The drug of choice for treatment of travelers with W. bancrofti or B. malayi infections is diethylcarbamazine (DEC). DEC, which is available to U.S.-licensed physicians for this purpose, can be obtained from the CDC Parasitic Diseases Drug Service at 404-639-3670 under an Investigational New Drug protocol. (See http://www.cdc.gov/ncidod/srp/drugs/drug-service.html.) DEC kills circulating microfilariae and is partially effective against the adult worms and tropical pulmonary eosinophilia (5). Ivermectin does not kill the adult worms (6). Two potential alternative drugs being investigated are albendazole (7) and doxycycline (8). Many patients with lymphedema are no longer infected with the filarial parasite and do not benefit from antifilarial drug treatment. For chronic manifestations of lymphatic filariasis, such as lymphedema and hydrocele, specific lymphedema treatment (including hygiene, skin care, physiotherapy, and in some cases, antibiotics) and surgical repair, respectively, are recommended (9). To ensure correct diagnosis (10) and treatment, travelers should be advised to consult an infectious disease or tropical medicine specialist.

References

1. Michael E, Bundy DAP, Grenfell BT. Re-assessing the global prevalence and distribution of lymphatic filariasis. Parasitology. 1996;112:409-28.

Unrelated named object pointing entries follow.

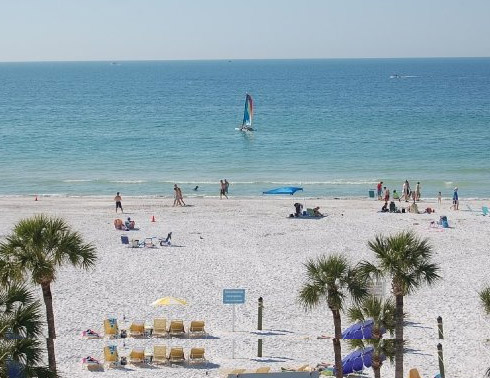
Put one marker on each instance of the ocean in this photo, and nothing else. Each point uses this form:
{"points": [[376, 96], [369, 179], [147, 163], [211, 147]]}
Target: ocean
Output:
{"points": [[334, 127]]}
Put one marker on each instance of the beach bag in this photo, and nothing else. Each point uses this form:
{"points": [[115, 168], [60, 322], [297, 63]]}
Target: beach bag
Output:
{"points": [[392, 207]]}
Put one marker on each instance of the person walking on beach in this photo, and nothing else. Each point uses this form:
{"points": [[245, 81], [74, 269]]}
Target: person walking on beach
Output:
{"points": [[417, 191], [118, 200], [406, 191], [178, 201], [181, 197], [396, 196], [386, 194], [455, 204], [380, 190], [222, 190]]}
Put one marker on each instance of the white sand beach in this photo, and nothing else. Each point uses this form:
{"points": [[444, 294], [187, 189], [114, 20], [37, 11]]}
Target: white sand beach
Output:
{"points": [[250, 243]]}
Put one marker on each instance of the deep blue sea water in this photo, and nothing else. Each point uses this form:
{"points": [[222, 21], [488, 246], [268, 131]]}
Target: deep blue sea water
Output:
{"points": [[333, 126]]}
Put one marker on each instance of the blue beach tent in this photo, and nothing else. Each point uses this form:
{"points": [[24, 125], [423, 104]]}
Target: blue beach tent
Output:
{"points": [[360, 330], [284, 190]]}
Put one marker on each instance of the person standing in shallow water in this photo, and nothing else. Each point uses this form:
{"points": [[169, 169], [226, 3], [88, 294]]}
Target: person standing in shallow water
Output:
{"points": [[222, 190], [177, 201], [118, 200], [417, 191]]}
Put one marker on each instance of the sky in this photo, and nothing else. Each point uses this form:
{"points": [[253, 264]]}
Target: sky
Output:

2. Dreyer G, Addiss D, Roberts J, Noroes J. Progression of lymphatic vessel dilatation in the presence of living adult Wuchereria bancrofti. Trans R Soc Trop Med Hyg. 2002;96:157-61.
3. Dreyer G, Medeiros Z, Netto MJ, Leal NC, de Castro LG, Piessens WF. Acute attacks in the extremities of persons living in an area endemic for bancroftian filariasis: differentiation of two syndromes. Trans R Soc Trop Med Hyg. 1999;93:413-7.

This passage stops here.